There are VCs who make use of older Stanford upperclassmen to determine freshmen as quickly as they arrive on campus. It’s saved purposefully obscure. I’ve had folks inform me it’s seen as an anti-signal to affix one of many huge entrepreneurship golf equipment, as a result of that appears such as you’re doing it for the title — versus being in one of many secret feeder teams the place the true builders supposedly congregate. However as a lot as there’s real expertise among the many youngsters on this world, the first qualification is who you realize — whether or not you’re getting tapped on the shoulder. There was a CEO who cold-emailed me freshman 12 months, requested to get to know me. The primary time we went to dinner, we went to the Rosewood Resort, and he’s sitting there spoon-feeding his eight-month-old caviar as he casually mentions that his first-ever contract was for Muammar Gaddafi. That casualness is one thing I discover fascinating. And this complete system goes a great distance towards explaining how the large frauds develop. It begins by vesting big quantities of authority, cash, and energy within the arms of youngsters with out sufficient safeguards for when issues go improper.
You arrived proper because the FTX collapse was occurring and ChatGPT launched. What was that like to look at up shut?
The timing was nearly absurd. We arrived on the tail finish of the crypto craze — the idea after we confirmed up was that crypto was the way you had been going to make your fortune. SBF begins his descent on November 2nd. ChatGPT comes out November thirtieth. And instantly the whole lot pivots. I bear in mind being at a dinner shortly after ChatGPT’s launch, sitting with one of many greatest crypto boosters on campus, and he’s telling me that SBF was “directionally appropriate” — that was the phrase — however that everybody was attempting to determine learn how to get across the legality. And shortly, lots of those self same folks realized that AI was the brand new craze they may leap on. They informed me they may attain the identical heights as SBF, ideally with out the autumn, by benefiting from the latest new factor. Silicon Valley operates in cycles, however this one has been significantly fascinating to look at up shut as a result of the size is simply unfathomable.
Do you assume your friends are leaning into entrepreneurship partly out of hysteria concerning the job market?
Completely. The AI rush has made expertise the useful resource to mine on this modern-day gold rush — essentially the most invaluable researchers and founders are extra invaluable than ever, however entry-level positions are beginning to disappear.

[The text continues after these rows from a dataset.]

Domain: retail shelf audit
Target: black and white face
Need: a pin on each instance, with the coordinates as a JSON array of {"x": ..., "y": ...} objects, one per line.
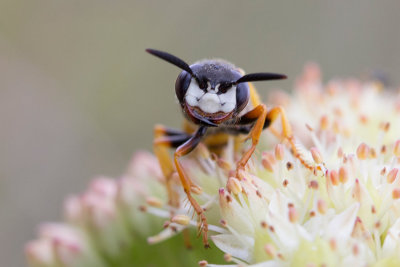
[
  {"x": 211, "y": 99},
  {"x": 212, "y": 93}
]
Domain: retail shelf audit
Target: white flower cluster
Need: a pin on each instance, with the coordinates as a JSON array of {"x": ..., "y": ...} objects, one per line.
[{"x": 333, "y": 201}]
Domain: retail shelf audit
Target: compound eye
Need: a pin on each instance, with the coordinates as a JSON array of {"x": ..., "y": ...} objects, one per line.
[
  {"x": 224, "y": 87},
  {"x": 202, "y": 84}
]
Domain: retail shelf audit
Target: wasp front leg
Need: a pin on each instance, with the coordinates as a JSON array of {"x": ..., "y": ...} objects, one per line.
[
  {"x": 262, "y": 119},
  {"x": 187, "y": 184},
  {"x": 165, "y": 138}
]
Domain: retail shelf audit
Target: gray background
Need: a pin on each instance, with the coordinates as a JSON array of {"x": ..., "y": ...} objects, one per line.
[{"x": 78, "y": 95}]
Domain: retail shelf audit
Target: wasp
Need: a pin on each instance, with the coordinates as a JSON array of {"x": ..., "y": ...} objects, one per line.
[{"x": 218, "y": 100}]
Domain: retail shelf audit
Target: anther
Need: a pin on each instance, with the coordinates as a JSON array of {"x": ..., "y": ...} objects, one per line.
[
  {"x": 392, "y": 175},
  {"x": 279, "y": 152},
  {"x": 324, "y": 122},
  {"x": 270, "y": 250},
  {"x": 289, "y": 165},
  {"x": 396, "y": 193},
  {"x": 285, "y": 183},
  {"x": 343, "y": 175},
  {"x": 313, "y": 184},
  {"x": 316, "y": 155},
  {"x": 293, "y": 215},
  {"x": 233, "y": 185},
  {"x": 362, "y": 151},
  {"x": 227, "y": 257},
  {"x": 203, "y": 263},
  {"x": 396, "y": 149},
  {"x": 322, "y": 206},
  {"x": 181, "y": 219},
  {"x": 334, "y": 176}
]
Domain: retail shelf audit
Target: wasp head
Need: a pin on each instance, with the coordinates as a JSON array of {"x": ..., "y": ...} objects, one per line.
[{"x": 212, "y": 91}]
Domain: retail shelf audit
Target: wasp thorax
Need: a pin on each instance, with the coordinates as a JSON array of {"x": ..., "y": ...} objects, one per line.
[{"x": 210, "y": 99}]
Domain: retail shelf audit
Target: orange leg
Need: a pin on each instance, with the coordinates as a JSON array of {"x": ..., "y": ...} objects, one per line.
[
  {"x": 165, "y": 138},
  {"x": 262, "y": 120},
  {"x": 187, "y": 183}
]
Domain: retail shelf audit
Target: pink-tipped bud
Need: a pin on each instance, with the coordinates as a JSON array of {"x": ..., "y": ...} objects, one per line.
[
  {"x": 396, "y": 193},
  {"x": 223, "y": 164},
  {"x": 334, "y": 176},
  {"x": 313, "y": 184},
  {"x": 203, "y": 263},
  {"x": 279, "y": 152},
  {"x": 270, "y": 250},
  {"x": 333, "y": 244},
  {"x": 324, "y": 122},
  {"x": 293, "y": 214},
  {"x": 343, "y": 175},
  {"x": 316, "y": 155},
  {"x": 396, "y": 149},
  {"x": 392, "y": 175},
  {"x": 181, "y": 219},
  {"x": 233, "y": 185},
  {"x": 340, "y": 152},
  {"x": 227, "y": 257},
  {"x": 268, "y": 161},
  {"x": 364, "y": 119},
  {"x": 197, "y": 190},
  {"x": 363, "y": 151},
  {"x": 322, "y": 206}
]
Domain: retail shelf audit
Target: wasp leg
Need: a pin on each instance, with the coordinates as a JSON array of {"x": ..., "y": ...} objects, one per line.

There’s a standard chorus amongst folks on this world that it’s simpler to boost cash for a startup proper now than to get an internship. Which is exceptional, proper? Entrepreneurship, fairly than being the non-conformist outsider factor it’d as soon as have been related to, has turn out to be an anticipated path. That modifications the character of it fully.
What’s one piece of recommendation you’d give to a 17-year-old heading to Stanford or any elite college at this time?

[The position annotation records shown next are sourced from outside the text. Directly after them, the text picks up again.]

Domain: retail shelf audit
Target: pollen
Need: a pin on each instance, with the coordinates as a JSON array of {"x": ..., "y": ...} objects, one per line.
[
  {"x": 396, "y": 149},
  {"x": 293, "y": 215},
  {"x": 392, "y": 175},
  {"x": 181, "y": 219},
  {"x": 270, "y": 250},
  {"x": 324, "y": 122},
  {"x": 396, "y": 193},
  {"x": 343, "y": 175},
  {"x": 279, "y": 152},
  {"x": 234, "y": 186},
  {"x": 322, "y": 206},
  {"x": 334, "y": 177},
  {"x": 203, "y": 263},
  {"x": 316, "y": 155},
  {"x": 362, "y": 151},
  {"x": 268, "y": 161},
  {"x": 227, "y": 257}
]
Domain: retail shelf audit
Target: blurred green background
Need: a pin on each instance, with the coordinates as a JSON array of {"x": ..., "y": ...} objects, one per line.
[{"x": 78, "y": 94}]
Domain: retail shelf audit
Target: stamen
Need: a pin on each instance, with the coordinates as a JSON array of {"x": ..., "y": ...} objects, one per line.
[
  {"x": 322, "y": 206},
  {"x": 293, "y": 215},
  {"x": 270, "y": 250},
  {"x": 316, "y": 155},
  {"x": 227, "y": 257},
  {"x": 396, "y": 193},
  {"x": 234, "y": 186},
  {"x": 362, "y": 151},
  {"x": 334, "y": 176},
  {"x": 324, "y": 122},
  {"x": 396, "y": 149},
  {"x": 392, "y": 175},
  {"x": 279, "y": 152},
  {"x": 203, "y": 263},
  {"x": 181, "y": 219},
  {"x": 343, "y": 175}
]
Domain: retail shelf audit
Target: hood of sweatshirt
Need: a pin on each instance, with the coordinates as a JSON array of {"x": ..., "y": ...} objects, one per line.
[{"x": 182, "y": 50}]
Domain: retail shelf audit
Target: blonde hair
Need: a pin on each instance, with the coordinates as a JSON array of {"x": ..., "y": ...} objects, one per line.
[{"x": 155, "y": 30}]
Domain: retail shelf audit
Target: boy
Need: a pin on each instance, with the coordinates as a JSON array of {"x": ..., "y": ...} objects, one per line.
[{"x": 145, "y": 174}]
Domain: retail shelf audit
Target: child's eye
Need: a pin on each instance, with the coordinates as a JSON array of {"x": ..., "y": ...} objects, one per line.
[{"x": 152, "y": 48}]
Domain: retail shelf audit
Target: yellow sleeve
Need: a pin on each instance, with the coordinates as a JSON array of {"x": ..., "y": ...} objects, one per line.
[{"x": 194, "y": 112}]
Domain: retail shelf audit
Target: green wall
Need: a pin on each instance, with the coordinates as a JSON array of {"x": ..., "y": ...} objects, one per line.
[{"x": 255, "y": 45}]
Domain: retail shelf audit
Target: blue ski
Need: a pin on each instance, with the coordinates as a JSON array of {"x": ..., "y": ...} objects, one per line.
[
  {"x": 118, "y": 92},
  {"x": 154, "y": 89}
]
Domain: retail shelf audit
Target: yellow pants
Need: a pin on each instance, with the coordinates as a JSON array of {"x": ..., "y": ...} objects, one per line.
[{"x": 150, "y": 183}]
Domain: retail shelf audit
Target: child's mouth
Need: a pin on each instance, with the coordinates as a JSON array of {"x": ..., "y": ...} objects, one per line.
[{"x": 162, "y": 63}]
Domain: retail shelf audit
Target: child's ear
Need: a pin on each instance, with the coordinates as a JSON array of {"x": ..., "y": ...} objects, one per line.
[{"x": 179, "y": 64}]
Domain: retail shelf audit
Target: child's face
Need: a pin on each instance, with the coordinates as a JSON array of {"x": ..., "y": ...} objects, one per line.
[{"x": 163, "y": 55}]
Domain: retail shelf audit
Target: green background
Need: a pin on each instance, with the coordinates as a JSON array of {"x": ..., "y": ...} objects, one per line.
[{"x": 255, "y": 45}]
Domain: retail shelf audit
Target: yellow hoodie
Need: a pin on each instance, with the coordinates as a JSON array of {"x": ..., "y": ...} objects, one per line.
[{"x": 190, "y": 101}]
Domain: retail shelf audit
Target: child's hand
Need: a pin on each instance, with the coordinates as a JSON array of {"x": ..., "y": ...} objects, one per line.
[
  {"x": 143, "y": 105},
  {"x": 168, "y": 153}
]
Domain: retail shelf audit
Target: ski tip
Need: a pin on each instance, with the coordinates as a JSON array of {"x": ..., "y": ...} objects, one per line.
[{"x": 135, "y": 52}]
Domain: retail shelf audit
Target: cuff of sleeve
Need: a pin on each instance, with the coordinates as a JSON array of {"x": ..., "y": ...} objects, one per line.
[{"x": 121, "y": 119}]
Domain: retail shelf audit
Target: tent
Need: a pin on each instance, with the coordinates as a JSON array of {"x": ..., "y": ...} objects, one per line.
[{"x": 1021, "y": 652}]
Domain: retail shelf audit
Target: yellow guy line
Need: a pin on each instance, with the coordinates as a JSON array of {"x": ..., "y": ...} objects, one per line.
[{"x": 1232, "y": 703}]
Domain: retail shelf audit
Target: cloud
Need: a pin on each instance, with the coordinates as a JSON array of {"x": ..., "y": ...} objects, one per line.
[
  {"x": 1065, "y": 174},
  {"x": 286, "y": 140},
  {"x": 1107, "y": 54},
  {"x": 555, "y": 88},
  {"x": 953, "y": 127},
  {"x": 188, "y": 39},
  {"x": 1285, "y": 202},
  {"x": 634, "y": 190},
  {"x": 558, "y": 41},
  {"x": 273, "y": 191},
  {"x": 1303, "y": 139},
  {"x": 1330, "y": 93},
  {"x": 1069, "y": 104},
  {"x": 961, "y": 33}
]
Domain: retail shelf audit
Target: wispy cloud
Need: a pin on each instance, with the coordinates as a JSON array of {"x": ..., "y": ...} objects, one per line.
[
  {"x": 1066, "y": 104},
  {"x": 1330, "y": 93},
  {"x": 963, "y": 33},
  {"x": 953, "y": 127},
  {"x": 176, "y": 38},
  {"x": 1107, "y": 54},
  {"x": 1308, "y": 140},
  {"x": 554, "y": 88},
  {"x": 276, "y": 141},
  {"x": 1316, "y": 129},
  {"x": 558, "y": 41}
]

It’s a must to be actually aware about whether or not you’re doing what you’re doing since you consider in it and since it’s the precise factor — or as a result of it’s the straightforward factor. It’s very simple to be buffeted by traits and the tech whirlpool, to seek out your self losing away at a job you don’t truly need since you adopted the anticipated path. Following the anticipated path is approach much less attention-grabbing than going out and doing one thing for your self. I like the very best founders who emerge from this place as a result of they really feel genuinely empowered to make a distinction. You simply should watch out that you just’re doing it for the precise causes — and never simply since you need to get wealthy.

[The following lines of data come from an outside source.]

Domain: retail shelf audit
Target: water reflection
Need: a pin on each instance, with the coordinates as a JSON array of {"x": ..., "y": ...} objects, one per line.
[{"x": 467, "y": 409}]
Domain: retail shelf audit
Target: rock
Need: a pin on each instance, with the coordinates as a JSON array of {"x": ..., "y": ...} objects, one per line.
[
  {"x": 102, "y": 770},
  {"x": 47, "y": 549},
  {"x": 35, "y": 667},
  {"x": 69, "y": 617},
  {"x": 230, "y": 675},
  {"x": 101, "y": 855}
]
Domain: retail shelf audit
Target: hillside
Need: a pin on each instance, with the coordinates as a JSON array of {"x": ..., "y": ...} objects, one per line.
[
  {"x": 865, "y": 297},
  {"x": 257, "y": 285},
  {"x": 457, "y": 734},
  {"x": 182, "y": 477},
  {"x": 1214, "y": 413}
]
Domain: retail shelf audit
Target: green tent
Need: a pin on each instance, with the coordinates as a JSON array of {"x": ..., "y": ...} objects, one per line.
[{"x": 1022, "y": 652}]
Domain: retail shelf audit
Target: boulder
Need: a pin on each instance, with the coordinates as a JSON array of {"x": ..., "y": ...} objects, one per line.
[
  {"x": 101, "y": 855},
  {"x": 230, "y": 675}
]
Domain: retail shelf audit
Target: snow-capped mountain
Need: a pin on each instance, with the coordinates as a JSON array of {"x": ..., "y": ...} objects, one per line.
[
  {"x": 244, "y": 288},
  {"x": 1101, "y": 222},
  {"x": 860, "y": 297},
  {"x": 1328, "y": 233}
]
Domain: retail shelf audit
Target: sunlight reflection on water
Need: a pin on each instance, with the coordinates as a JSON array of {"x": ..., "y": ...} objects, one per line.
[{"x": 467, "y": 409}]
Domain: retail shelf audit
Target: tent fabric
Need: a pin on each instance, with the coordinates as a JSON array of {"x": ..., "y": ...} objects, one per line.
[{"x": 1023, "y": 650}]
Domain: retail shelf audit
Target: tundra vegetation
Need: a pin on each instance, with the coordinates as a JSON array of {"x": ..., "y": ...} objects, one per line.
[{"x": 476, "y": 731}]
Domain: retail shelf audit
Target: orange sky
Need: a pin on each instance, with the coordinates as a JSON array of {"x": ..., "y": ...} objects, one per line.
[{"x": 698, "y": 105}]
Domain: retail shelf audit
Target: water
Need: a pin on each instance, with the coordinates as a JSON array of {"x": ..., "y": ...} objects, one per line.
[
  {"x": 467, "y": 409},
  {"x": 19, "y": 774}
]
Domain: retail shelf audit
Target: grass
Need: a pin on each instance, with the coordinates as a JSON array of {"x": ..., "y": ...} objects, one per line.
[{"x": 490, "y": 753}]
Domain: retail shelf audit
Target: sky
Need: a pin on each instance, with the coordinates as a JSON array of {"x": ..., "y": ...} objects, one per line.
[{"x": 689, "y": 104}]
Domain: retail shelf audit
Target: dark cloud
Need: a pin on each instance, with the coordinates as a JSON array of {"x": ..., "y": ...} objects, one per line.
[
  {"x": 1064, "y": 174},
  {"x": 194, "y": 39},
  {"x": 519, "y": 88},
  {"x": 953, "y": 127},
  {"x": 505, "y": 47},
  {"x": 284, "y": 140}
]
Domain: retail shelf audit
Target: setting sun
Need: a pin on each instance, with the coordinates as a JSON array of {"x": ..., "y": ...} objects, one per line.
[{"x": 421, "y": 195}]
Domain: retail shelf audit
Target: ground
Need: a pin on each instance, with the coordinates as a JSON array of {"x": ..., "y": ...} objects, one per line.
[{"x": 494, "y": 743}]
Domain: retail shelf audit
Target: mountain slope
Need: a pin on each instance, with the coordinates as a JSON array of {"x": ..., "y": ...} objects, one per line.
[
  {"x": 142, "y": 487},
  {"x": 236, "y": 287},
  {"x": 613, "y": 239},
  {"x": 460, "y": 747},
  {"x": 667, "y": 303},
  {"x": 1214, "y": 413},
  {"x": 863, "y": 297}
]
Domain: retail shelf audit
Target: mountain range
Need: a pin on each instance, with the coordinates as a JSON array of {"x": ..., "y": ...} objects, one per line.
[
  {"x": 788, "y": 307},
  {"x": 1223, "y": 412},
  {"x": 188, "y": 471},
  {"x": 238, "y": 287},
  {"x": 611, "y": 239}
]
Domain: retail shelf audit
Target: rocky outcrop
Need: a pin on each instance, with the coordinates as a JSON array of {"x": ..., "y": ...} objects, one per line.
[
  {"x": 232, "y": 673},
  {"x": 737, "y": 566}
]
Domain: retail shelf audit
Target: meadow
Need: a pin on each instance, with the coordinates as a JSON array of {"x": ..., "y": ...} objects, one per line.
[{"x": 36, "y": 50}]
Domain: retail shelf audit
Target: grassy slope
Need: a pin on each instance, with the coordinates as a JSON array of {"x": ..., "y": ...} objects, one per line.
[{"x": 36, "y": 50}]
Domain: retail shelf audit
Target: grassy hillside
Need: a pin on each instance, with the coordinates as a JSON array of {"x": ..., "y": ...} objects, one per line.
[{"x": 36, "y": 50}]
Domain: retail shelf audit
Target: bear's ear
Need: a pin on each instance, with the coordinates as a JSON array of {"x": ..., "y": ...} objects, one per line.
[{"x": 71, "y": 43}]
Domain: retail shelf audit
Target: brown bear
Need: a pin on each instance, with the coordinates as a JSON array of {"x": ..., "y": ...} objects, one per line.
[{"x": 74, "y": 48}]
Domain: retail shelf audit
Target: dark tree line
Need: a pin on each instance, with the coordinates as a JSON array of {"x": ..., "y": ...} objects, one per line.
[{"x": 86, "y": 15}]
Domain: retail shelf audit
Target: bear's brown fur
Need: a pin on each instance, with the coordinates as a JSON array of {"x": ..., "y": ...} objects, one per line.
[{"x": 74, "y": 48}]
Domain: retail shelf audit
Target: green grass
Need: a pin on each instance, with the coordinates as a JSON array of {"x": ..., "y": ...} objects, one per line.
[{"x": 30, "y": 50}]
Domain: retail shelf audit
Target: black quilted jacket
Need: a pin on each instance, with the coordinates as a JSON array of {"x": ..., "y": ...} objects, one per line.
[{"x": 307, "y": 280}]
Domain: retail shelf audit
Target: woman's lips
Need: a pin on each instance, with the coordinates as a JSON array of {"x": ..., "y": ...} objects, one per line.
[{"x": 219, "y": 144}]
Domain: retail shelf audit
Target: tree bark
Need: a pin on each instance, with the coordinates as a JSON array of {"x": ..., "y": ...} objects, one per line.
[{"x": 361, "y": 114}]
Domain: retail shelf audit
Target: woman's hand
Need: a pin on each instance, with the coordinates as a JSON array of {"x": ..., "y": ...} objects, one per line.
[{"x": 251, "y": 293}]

You got here right here pondering you’d be a founder. Do you continue to need to begin one thing?
Truthfully, I haven’t considered it that a lot — it’s been a mad sprint to complete the guide and get to commencement, which is astonishingly solely a couple of month away. However I feel it comes throughout within the guide that I actually did fall in love with journalism. It’s a temperament, nearly an affliction, greater than a profession. No matter I do, it can intersect with that.